Moreover, Mr. Stewart’s pattern of non-compliance with this court’s orders
(i.e., the uniform initial order as well as the compulsion order) makes it extremely
doubtful that he would respond in any meaningful way to some lesser sanction. Cf.
Phipps, 8 F.3d at 790-91 (“When the record clearly demonstrates that a plaintiff
deliberately and defiantly refused to comply with several court orders on discovery
and tells the court that he will not comply in the future, a district judge has the
authority to deny that plaintiff further access to the court to pursue the case.”).

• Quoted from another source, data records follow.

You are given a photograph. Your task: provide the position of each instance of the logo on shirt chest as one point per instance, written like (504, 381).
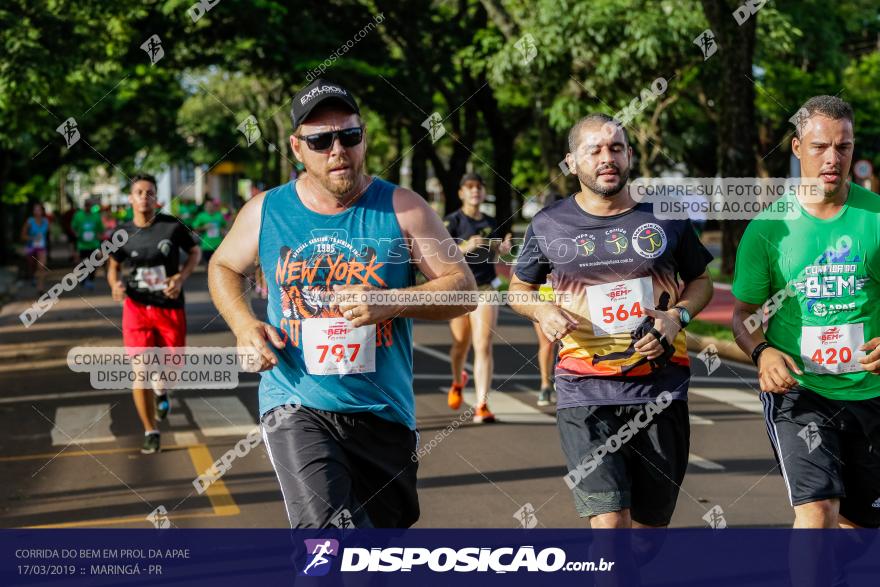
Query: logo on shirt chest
(164, 247)
(616, 241)
(586, 244)
(649, 240)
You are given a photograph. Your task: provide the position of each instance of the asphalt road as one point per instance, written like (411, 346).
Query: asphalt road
(69, 455)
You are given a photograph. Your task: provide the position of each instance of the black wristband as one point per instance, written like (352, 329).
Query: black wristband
(758, 350)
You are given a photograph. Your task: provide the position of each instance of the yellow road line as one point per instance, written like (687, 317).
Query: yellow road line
(218, 494)
(221, 499)
(127, 520)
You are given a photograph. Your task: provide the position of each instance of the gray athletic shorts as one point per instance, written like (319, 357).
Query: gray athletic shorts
(642, 474)
(343, 470)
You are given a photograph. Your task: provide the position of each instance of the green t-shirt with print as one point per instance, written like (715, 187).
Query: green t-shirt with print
(824, 277)
(213, 224)
(88, 228)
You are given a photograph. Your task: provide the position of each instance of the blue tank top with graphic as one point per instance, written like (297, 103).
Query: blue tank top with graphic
(303, 254)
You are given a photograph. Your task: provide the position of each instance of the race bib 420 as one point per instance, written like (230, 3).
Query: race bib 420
(832, 349)
(620, 306)
(331, 346)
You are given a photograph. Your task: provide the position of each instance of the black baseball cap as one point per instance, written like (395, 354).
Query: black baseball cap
(319, 92)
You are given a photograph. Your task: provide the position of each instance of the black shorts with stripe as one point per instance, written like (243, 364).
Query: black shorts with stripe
(828, 449)
(343, 470)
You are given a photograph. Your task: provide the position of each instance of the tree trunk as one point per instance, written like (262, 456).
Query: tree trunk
(419, 172)
(736, 122)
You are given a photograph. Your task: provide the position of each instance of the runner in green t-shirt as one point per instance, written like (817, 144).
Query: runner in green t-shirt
(88, 227)
(211, 225)
(816, 279)
(187, 212)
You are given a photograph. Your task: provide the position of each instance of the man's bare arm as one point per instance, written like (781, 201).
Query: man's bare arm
(227, 272)
(444, 266)
(774, 366)
(555, 322)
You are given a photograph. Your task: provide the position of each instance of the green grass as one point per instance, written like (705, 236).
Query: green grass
(709, 329)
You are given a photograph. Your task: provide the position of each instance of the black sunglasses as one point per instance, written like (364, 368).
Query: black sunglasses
(348, 137)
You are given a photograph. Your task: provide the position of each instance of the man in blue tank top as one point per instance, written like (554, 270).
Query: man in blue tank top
(336, 395)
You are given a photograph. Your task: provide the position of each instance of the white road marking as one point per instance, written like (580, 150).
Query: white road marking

Accordingly, this case is due to be dismissed with prejudice based upon Mr. Stewart’s
failure to comply with multiple orders, to honor his discovery obligations, and to
prosecute his case in conformance with the Federal Rules of Civil Procedure and the
local requirements of this court. Cf. Moon, 863 F.2d at 837 (“Still, once a pro se IFP
litigant is in court, he is subject to the relevant law and rules of court, including the
Federal Rules of Civil Procedure.”).
In sum, Defendant’s Motion is due to be granted, and Mr. Stewart’s case is due
to be dismissed with prejudice. The court will enter a separate final judgment order
consistent with this memorandum opinion.
DONE and ORDERED this 12th day of March, 2013.